Meu corpo despertou progressivamente; aos poucos, meus sentidos se tornavam mais evidentes. Primeiro, minha audição. Reconheci o ruído baixo do ar condicionado, uma respiração serena ecoando próxima e o leve movimento das ruas, muito abaixo daquele andar. Em seguida, meu tato. Senti o toque macio dos lençóis, minha pele nua em contato com as cobertas. Por último, minha visão: o ambiente ainda se encontrava escuro o suficiente para que eu conseguisse distinguir muito, mas a silhueta ao meu lado na cama era distinta o suficiente.

Eu me equilibrei sobre os meus cotovelos e bocejei enquanto relutava contra a vontade de fechar os olhos e voltar a dormir. Com meus sentidos mais aguçados, meus olhos percorreram o quarto, encontrando vestígios da noite anterior: peças de roupa pelo caminho, uma embalagem de preservativo ao lado da cama e até uma garrafa de cerveja vazia sobre a mesa de cabeceira.

Por fim, as memórias da noite anterior me atingiram. O álcool ingerido, as mensagens de Gabrieli, a frustração que as suas palavras me causaram e a forma extremamente imprudente como eu agi em seguida. Então, me ocorreu: a dona da silhueta deitada ao meu lado na cama não era Gabrieli — minha esposa.

Minha primeira reação foi descer da cama, sem questão alguma de ter cautela, mas seja lá quem for que ocupava o outro travesseiro, parecia estar imersa em um sono tão profundo para que sequer percebesse minha ausência.

Meu coração estava disparado, mas eu não conseguia me concentrar em algo concreto. Quando eu pensava sobre a noite anterior, eu não conseguia dizer em que momento minhas frustrações sobre o meu relacionamento se excederam àquele ponto. Gabrieli e eu vivíamos em uma inconstância profunda, mas ali eu havia acabado de exceder os meus próprios limites.

Antes de seguir ao banheiro, percebi a tela do meu celular acendendo.
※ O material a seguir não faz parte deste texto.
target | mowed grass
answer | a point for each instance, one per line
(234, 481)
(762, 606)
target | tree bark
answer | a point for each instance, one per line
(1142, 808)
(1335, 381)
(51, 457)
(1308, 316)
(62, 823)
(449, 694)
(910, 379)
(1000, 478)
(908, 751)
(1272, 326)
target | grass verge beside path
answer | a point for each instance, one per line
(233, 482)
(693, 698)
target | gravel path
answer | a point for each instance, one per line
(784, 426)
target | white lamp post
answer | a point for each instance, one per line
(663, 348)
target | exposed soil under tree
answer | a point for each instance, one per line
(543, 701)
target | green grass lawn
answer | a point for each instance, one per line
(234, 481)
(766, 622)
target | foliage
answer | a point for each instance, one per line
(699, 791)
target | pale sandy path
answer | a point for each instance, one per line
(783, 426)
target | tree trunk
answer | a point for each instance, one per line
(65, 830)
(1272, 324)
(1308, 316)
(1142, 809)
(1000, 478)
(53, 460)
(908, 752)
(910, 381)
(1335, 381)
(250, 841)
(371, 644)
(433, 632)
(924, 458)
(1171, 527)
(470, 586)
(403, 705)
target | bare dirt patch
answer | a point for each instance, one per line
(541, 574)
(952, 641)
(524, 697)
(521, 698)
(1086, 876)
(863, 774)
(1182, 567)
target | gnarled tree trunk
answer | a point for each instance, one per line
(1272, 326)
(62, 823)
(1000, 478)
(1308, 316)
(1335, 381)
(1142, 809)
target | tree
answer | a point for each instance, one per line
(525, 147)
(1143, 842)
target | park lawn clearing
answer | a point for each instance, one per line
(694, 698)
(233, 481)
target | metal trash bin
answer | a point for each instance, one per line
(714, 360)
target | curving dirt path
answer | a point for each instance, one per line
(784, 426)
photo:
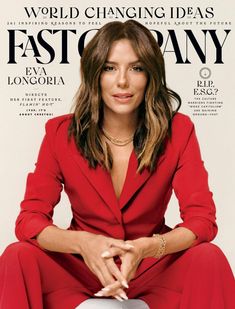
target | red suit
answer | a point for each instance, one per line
(198, 278)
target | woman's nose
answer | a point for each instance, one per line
(122, 79)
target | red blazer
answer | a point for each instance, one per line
(144, 198)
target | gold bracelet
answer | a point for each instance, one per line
(161, 250)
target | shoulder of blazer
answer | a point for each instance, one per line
(182, 129)
(54, 124)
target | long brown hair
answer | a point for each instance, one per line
(155, 112)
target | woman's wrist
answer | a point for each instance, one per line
(148, 246)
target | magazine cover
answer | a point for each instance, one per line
(41, 46)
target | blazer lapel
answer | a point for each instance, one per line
(133, 182)
(99, 178)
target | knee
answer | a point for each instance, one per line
(207, 253)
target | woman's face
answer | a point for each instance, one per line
(123, 79)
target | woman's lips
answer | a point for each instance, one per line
(123, 97)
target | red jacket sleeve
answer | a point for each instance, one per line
(43, 190)
(190, 184)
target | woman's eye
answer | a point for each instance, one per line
(108, 68)
(137, 68)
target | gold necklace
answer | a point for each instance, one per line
(117, 141)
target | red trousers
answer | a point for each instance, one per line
(197, 278)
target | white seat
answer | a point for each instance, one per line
(112, 304)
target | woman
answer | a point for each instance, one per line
(118, 157)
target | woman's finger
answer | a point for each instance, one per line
(113, 251)
(112, 290)
(115, 271)
(122, 245)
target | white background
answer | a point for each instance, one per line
(21, 136)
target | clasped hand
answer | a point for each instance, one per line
(98, 253)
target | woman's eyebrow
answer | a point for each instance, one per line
(114, 62)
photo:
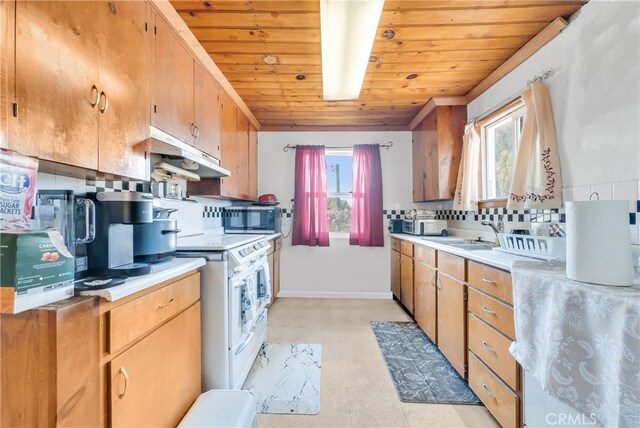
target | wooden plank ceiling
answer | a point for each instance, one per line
(423, 49)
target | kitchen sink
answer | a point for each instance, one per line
(475, 246)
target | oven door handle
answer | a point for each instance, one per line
(244, 344)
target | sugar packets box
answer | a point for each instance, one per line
(36, 269)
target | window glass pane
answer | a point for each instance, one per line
(503, 151)
(339, 173)
(339, 213)
(500, 146)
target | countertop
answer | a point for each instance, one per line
(160, 272)
(489, 257)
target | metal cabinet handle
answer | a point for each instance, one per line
(164, 305)
(488, 348)
(493, 397)
(487, 310)
(106, 102)
(124, 374)
(94, 90)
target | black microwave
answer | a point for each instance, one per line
(252, 219)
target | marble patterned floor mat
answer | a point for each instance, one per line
(285, 378)
(418, 369)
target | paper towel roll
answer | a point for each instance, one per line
(598, 242)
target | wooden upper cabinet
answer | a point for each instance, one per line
(242, 143)
(81, 85)
(124, 70)
(207, 112)
(253, 163)
(57, 57)
(437, 145)
(173, 102)
(229, 153)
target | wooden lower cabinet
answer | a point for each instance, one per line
(155, 382)
(425, 304)
(274, 266)
(50, 366)
(395, 274)
(406, 282)
(452, 322)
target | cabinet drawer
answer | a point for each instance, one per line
(406, 248)
(135, 318)
(491, 280)
(395, 244)
(493, 349)
(496, 396)
(492, 311)
(425, 255)
(451, 265)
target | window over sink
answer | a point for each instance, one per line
(339, 186)
(500, 135)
Com cautela, retirei o aparelho do carregador, aflito com a quantidade de mensagens sobre a tela. Caminhei a passos lentos, recolhendo parte das peças antes de me trancar no banheiro, receoso com a possibilidade dela acordar.

Apenas então, desbloqueei a tela. Havia centenas de ligações e chamadas. Meu irmão, meu assessor, meus pais e... Gabrieli.

Seria besteira tentar me convencer do contrário. Eles sabiam. Não haveria razão aparente para tanta histeria se não fosse por aquilo.

Me sentei no chão, logo atrás da porta. Com o celular em mãos, percebi que não havia como evitar. Ignorar aquelas mensagens só faria com que eu parecesse ainda mais covarde. Se minha versão embriagada na noite anterior havia tomado atitudes equivocadas, então talvez fosse culpa da minha versão sóbria que deixou que aqueles pensamentos me ocorressem.

Com ânsia, fosse resultado do nervosismo ou a ressalva das minhas atitudes da noite anterior, cliquei sobre o nome "amor" na tela. Meu coração disparou ao ver a quantidade de extensas mensagens deixadas por ela.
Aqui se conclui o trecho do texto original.